Très pressé de finir cette interview, « I think it’s enough », Shen Wei repart dans un univers qui n’appartient qu’à lui. Et qu’on découvrira les 8, 9 et 10 juillet prochains à la salle Garnier.

Le “King”

Prof invité aux BMC il y a plus d’une quinzaine d’années, Alonzo King y revient cette fois-ci comme chorégraphe, après avoir été programmé, lui aussi, dans l’acte I du MDF à la fin de l’année dernière avec sa propre vision de Shéhérazade et sa pièce Dust and light. Un Américain à Monaco ? « Il m’arrive fréquemment d’être invité dans des endroits avec beaucoup de moyens, mais artistiquement pauvres. Venir ici, c’est concrétiser l’envie de travailler avec d’autres artistes de haut niveau. »
Pour lui « Maillot est un visionnaire » car l’idée de travailler, pour cette création, avec l’écrivain irlandais Colum Mc Cann, ex-journaliste et globe-trotter de 45 ans de nombreuses fois récompensé pour ses livres, vient du directeur des BMC pour un hommage aux ballets russes et à son mélange des arts.
Quand on le questionne sur son inspiration, Alonzo King évoque le spirituel : « L’inspiration vient de l’écrivain et du divin.
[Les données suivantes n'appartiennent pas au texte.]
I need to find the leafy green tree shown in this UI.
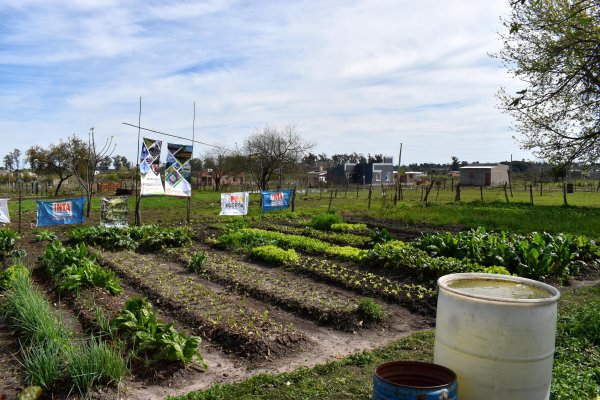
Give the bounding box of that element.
[493,0,600,164]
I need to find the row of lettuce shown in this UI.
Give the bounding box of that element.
[0,229,206,396]
[217,214,600,282]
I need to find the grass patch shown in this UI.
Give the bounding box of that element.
[170,285,600,400]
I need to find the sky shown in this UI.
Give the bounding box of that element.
[0,0,533,165]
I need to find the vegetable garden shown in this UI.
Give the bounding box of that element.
[0,205,600,399]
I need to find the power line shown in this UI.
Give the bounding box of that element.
[123,122,231,151]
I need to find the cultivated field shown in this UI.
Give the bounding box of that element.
[0,192,600,399]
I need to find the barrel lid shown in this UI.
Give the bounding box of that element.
[437,273,560,304]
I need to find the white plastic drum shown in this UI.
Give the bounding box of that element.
[434,273,560,400]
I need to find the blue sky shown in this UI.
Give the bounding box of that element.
[0,0,532,164]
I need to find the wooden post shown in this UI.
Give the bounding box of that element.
[17,170,23,233]
[421,179,435,203]
[292,185,298,212]
[186,197,192,225]
[529,185,533,205]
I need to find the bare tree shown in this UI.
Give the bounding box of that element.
[25,137,87,197]
[69,128,116,218]
[243,126,314,190]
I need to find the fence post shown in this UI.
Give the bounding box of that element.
[529,185,533,205]
[292,185,298,212]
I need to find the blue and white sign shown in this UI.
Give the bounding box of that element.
[261,189,294,211]
[37,197,86,226]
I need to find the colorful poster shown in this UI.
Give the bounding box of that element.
[261,189,294,211]
[37,197,86,226]
[100,196,129,228]
[165,143,193,197]
[140,138,165,196]
[219,192,250,215]
[0,199,10,224]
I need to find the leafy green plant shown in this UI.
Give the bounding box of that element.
[21,340,64,389]
[358,297,385,322]
[331,222,369,232]
[112,297,208,368]
[250,245,299,265]
[66,337,129,394]
[188,251,208,272]
[368,228,394,247]
[0,264,31,289]
[0,228,20,257]
[40,241,122,295]
[308,213,344,231]
[35,229,58,242]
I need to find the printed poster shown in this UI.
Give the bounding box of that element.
[140,138,165,196]
[37,197,86,226]
[261,189,294,211]
[219,192,250,215]
[165,143,193,197]
[0,199,10,224]
[100,196,129,228]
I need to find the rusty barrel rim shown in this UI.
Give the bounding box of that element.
[375,361,457,389]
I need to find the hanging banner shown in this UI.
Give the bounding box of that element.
[37,197,86,226]
[165,143,193,197]
[140,138,165,196]
[0,199,10,224]
[219,192,250,215]
[100,196,129,228]
[261,189,294,211]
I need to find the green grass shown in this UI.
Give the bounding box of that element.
[8,188,600,238]
[171,285,600,400]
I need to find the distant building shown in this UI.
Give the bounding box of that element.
[400,171,427,186]
[460,164,508,187]
[327,157,394,185]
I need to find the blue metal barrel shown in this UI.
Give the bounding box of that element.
[372,361,458,400]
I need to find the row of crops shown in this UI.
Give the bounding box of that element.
[0,214,600,393]
[0,228,207,398]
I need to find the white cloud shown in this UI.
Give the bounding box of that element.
[0,0,529,166]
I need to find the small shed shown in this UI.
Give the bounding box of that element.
[460,164,508,187]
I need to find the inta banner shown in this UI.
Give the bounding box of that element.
[0,199,10,224]
[37,197,86,226]
[261,189,294,211]
[219,192,250,215]
[165,143,193,197]
[140,138,165,196]
[100,196,129,228]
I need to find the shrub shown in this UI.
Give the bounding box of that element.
[250,245,300,265]
[308,213,344,231]
[358,297,385,322]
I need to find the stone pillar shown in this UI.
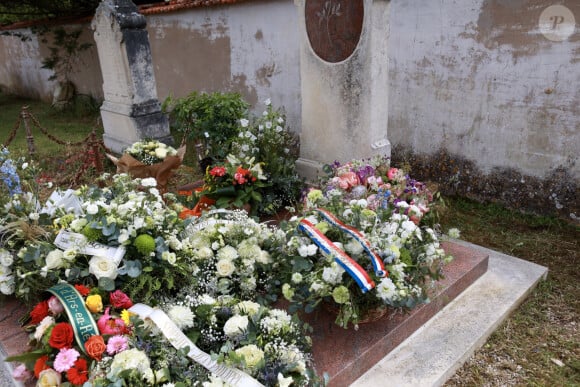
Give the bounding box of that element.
[91,0,173,153]
[295,0,391,181]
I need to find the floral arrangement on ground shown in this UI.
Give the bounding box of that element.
[282,157,452,328]
[0,116,458,386]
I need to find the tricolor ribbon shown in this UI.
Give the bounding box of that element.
[316,208,387,277]
[48,282,99,352]
[298,219,375,293]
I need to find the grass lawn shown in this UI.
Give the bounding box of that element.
[0,94,580,386]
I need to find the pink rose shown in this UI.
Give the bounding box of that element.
[338,172,360,189]
[109,290,133,309]
[12,364,34,383]
[97,308,127,335]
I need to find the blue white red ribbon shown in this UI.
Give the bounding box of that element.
[298,219,375,293]
[316,208,387,277]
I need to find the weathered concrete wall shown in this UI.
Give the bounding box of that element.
[389,0,580,215]
[147,0,300,131]
[0,23,103,101]
[0,0,580,216]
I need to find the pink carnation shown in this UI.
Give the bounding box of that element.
[53,348,80,372]
[107,335,127,355]
[12,364,34,383]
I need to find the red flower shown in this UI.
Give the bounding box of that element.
[209,167,226,177]
[75,285,91,297]
[109,290,133,309]
[34,355,50,379]
[48,322,74,349]
[97,308,128,335]
[85,335,107,361]
[30,300,48,324]
[234,167,252,184]
[66,357,89,386]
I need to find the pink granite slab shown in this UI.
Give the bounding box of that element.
[302,243,489,387]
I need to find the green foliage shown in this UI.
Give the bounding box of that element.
[163,92,249,160]
[0,0,100,25]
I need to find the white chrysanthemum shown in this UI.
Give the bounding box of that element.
[235,344,264,368]
[141,177,157,187]
[109,348,151,379]
[322,262,344,285]
[89,255,117,279]
[216,259,236,277]
[45,249,64,270]
[167,305,195,330]
[197,294,216,305]
[86,203,99,215]
[202,374,231,387]
[238,240,262,260]
[256,250,272,265]
[34,316,55,341]
[195,246,213,260]
[224,314,249,338]
[292,273,302,284]
[217,245,239,261]
[377,277,397,301]
[234,301,260,316]
[70,218,88,232]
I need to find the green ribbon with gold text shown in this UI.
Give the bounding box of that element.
[48,282,99,352]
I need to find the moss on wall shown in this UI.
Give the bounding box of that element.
[392,146,580,222]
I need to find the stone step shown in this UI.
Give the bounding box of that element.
[352,242,548,387]
[301,242,489,387]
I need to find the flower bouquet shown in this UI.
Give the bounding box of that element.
[156,292,318,386]
[7,283,133,386]
[107,140,186,190]
[282,158,450,328]
[7,174,191,301]
[199,154,268,214]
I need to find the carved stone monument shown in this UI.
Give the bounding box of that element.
[295,0,391,181]
[91,0,173,153]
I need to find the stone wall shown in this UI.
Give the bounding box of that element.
[389,0,580,221]
[0,0,580,216]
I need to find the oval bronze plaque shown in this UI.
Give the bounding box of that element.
[305,0,364,63]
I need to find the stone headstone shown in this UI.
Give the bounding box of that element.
[91,0,173,153]
[295,0,391,181]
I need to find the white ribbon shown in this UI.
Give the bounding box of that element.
[129,304,264,387]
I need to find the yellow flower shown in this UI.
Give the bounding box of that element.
[121,309,136,326]
[85,294,103,313]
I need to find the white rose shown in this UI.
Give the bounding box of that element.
[167,305,195,330]
[224,315,249,338]
[278,372,294,387]
[234,301,260,316]
[161,251,177,265]
[45,249,64,270]
[89,255,117,279]
[141,177,157,187]
[155,148,167,160]
[0,249,14,267]
[34,316,55,341]
[87,203,99,215]
[216,259,236,277]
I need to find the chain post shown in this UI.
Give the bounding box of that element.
[20,105,36,156]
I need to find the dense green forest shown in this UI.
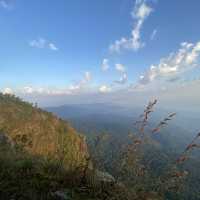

Les artistes sont des travailleurs obsédés par la bonne construction, la meilleure façon de concevoir jusqu’à l’idée de perfection. Une des signatures de l’inspiration est que la vérité soit apparente. Ce sont des lois universelles qui vont nous réunir, comme les fondations des belles constructions de l’homme et de la nature. Nous les artistes, nous tendons tous vers les lois universelles et c’est une inspiration essentielle. »
Quant à la distribution, elle n’est pas encore fixée. « Je vais faire danser un groupe assez large des BMC, encore indéterminé, lance l’Américain, pas inquiet. La distribution se fait toute seule car les danseurs se choisissent eux-mêmes. » Et de souligner son attirance pour ces interprètes : « J’aime particulièrement les danseurs ouverts et réceptifs, courageux, qui ont la maîtrise d’eux-mêmes et une opinion ; bref, des danseurs intelligents. » Aussi fluide que sa danse, le chorégraphe nous donne rendez-vous les 12, 13 et 14 juillet.

Créations en danse majeure

Univers parallèles et ambiances totalement distinctes, ces approches diverses réclament aux danseurs des BMC une autre concentration, un autre travail. Alonzo King touche à l’universalité quand Shen Wei est plus à vif, on sent l’Américain apaisé alors que le Chinois paraît plus électrisé. Quand le premier est plus avide de contact et d’échange, on perçoit le deuxième plus dans la conceptualisation et la virtualité, avec son ordi à portée de main. Mais l’inspiration les touche tous les deux, à leur manière.  A noter que ces créations, ainsi que celle Chris Haring, spécialement créées pour les BMC
partiront en tournée.

*Un grand merci à Katy Plaistowe, ancienne danseuse des BMC, qui s’est prêtée avec bienveillance au rôle de traductrice pour ces interviews.